Halen Mevlâna'nın babası Bahaeddin Veled'in üzerinde bulunan ve bazı
kişilerin "Oğlu gelince babası ayağa kalkmış" dedikleri
ahşap sanduka ise, bir Selçuklu şaheseri olup, 1274 yılında Mevlâna
için yaptırılmıştır. Kanuni, Mevlâna ve oğlu Sultan Veled'in
mezarları üzerine 1565 yılında yeni bir mermer sanduka yaptırınca,
ahşap sanduka buradan kaldırılmış ve Sandukası olmayan Mevlânâ'nın
babasının mezarının üzerine konulmuştur.
SEMÂ-HÂNE
Semâhâne
Bölümü, Mescit Bölümü ile ile birlikte XVI.y.y. da Kanuni Sultan Süleyman
tarafından yaptırılmıştır. Semâhâne'de Semâ, 1926 yılında
Dergâh Müze oluncaya kadar devam etmiştir. Semâhâne'de yer alan
Naat Kürsüsü ve Müzisyenlerin oturdukları Mutrib Hücresi ile
erkekler ve hanımlara ait Mahfiller orjinal halleri ile korunurken, Semâhâne'nin
uygun duvarlarında tarihi halılar ve yine vitrinler içerisinde madeni
ve ahşap eserlerle Mevlevi musukisi aletleri sergilenmektedir.
Mescid
:
Mescid'e Cerağ Kapısından girilir. Ayrıca mezarların
bulunduğu Huzur-i Pir ve Semâ-hane bölümlerinden de birer küçük
kapı ile geçişler vardır. Bu bölümde müezzin mahfili ve
Mesnevihan Kürsü'sü orjinal halleri ile muhafaza edilmektedir.

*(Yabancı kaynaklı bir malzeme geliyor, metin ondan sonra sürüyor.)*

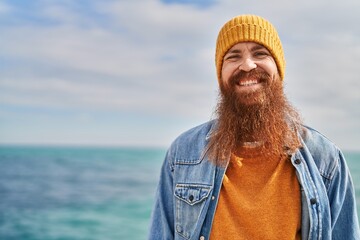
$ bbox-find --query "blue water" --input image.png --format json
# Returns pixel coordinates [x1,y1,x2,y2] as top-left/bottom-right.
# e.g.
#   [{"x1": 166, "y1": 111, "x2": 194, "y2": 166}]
[
  {"x1": 0, "y1": 147, "x2": 164, "y2": 240},
  {"x1": 0, "y1": 146, "x2": 360, "y2": 240}
]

Mescid'in güney duvarı üzerinde çok değerli halı ve ahşap kapı
numuneleri sergilenirken, mescid içerisine serpiştirilen 10 adet
vitrinde de çok değerli cilt, hat ve tezhip numuneleri
sergilenmektedir.
Hali
kumaş bölümü-derviş hücreleri :
Mevlâna
Dergâhının ön avlusunun batı ve kuzey yönünün çevreleyen, her
birinde birer küçük kubbe ve baca bulunan 17 hücre bulunmaktadır.
Bu hücreler Padişah III.Murat tarafından 1584 yılında dervişlerin
ikameti için yaptırılmıştır.
Bu hücrelerden giriş kapısının sağında kalan dört hücre, halen
gişe ve idare binası olarak kullanılmaktadır. Girişin sonunda kalan
13 hücrenin baştan iki tanesi Postnişin ve Mesnevî-han hücresi
olarak, orjinal eşyaları ile teşhir edilmiştir.
En sondaki iki hücre ise değerli kitap kolleksiyonlarını müzemize
hediye eden Rahmetli Abdülbaki Gölpınarlı ile Dr. Mehmet Önder'in
kitaplarına tahsis edilmiştir. Halen kütüphane olarak hizmet
vermektedir.
Diğer 9 hücrenin ara duvarları kaldırılarak birbirine bağlı iki büyük
koridor elde edilmiştir. Bu koridorların ülkemizin Kula, Gördes, Uşak,
Kırşehir gibi meşhur halı merkezlerine ait tarihi halılar, diğer
koridorlarda ise Konya Vilayetine bağlı Ladik, Karaman, Karapınar,
Sille gibi halı merkezlerinde dokunulmuş tarihi halıları
sergilenmektedir.
Bu hücrelerin koridora açılan pencere ve kapı boşluklarına yapılan
vitrinlerde ise Mevlevi Etnoğrafyasına ait Pazarcı Maşası, Mütteka,
Nefir gibi Dergâhtan müzeye nakledilen tarihi nitelikte eşyalarla, müze
koleksiyonunda yer alan son derece değerli Bursa Kumaşları
sergilenmektedir.
Matbah
Bölümü :
Matbah müzenin Güney Batı köşesinde yer alır. 1584 yılında
Sultan III. Murat tarafından yaptırılmıştır. Dergâhın müzeye dönüştürüldüğü
1926 yılına kadar yemek ihtiyacı burada karşılanıyordu.
Bu bölümün 1990 yılında yapılan onarı mlardan sonra teşhir
tanzimi mankenler ile yeniden yapılmıştır. Matbah'ın asıl işlevi
olan yemek yapmak ve somat denilen sofrada yemek yeme adabı mankenlerle
anlatılmaya çalışılmıştır.Matbah'ın diğer işlevlerinden olan
Nev-niyaz denilen Mevlevi aday adayı Saka Postu üzerine otururken, Semâ
talim çivisi yanında ise Semâ Dedesi'nin Can tabir edilen Mevlevi
Derviş adayına Semâ talim ettirişi anlatılmaya çalışılmıştır.